Myrtle and Pauline aren't sure that they can kill a kid, even though he isn't a child per se.Len Atila is 14, homeless and elusive. Jill had told them it would be a crap shoot, but with no known address, they take turns watching the post office box, through binoculars.12 days go by, and nobody shows up to open box 1217, but just about 7pm on day 12, a hooded young guy wearing sunglasses takes out a stack of mail from the box and heads back outside and gets into a beat up, old ,red, Ford 150 truck. Nobody else is in the vehicle, and the male takes off his hood and glasses and sits reading his mail.He looks like the photo they have of Atila. Pauline drives, and they follow the truck, while Myrtle writes down the license plate number.

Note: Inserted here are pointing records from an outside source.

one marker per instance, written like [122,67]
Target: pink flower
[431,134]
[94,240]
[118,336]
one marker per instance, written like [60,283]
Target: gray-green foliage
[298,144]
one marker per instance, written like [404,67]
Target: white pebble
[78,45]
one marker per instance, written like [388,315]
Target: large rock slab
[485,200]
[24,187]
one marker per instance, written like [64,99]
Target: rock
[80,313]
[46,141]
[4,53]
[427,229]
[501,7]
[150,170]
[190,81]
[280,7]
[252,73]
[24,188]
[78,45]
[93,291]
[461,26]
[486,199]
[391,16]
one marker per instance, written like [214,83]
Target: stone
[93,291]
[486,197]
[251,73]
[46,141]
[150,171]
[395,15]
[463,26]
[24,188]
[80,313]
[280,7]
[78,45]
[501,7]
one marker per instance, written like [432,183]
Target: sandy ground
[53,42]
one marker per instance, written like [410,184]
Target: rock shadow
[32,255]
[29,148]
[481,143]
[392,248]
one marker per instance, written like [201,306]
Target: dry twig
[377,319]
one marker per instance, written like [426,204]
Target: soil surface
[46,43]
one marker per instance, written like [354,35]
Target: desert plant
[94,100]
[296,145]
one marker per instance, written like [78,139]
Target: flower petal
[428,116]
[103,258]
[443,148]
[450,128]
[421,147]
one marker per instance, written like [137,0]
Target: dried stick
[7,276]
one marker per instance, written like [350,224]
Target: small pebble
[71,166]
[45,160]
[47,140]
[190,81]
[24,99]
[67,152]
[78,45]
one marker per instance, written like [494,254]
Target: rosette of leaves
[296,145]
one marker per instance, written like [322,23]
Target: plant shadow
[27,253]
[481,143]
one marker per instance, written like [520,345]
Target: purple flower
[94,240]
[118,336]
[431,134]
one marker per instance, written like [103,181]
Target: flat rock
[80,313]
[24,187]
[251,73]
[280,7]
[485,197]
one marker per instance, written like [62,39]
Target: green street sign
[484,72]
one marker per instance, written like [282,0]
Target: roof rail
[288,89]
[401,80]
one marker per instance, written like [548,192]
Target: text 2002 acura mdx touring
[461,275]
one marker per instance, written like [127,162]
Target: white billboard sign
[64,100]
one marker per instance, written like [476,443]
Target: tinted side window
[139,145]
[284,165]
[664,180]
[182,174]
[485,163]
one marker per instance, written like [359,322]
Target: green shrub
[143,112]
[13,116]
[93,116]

The next stop is Waffle House,and they watch him closely as he sits at the fairly full counter and orders a coke and waffle.After eating ,he uses the bathroom, comes outside and looks like he is going to take a nap.In another 45 minutes, he wakes up and gets on the road again. Driving to a Walmart not far away,the alleged Atila parks the truck and goes inside. It is about 10 pm. Myrtle grabs a cart and heads for the Ford.Nothing is out of the ordinary in the back of the truck, but on the front passenger side there is a tarp on the floor with something wrapped in it. The doors are locked,so she heads back to the car, and they wait some more. Much later, the young male emerges and smokes a couple cigarettes. He has not been in a hurry to do anything, and sits there for quite a while.Myrtle calls Sharon and catches her up on the evening's events. Sharon and Alina are ready to meet them and take the next step, but where and when are still question marks.His next stop is the movie theater.He buys a ticket for one of the Midnight shows. Myrtle calls and gets Sharon and Alina to meet them at the cinema parking lot. Time lapses, more waiting.The evening has felt like an eternity. When Atilla comes out, Alina is leaning against his truck crying and tells him her boyfriend took off with her phone and car.Atila suggests that she get into his truck, and he'll take her home. At that moment the rest of the quartet jumps on him, and Sharon administers Etorphine, knocking him out almost immediately.They drive the truck and car to a nearby, run down, hourly motel , and Myrtle gets into an unoccupied room without any problems and without checking in.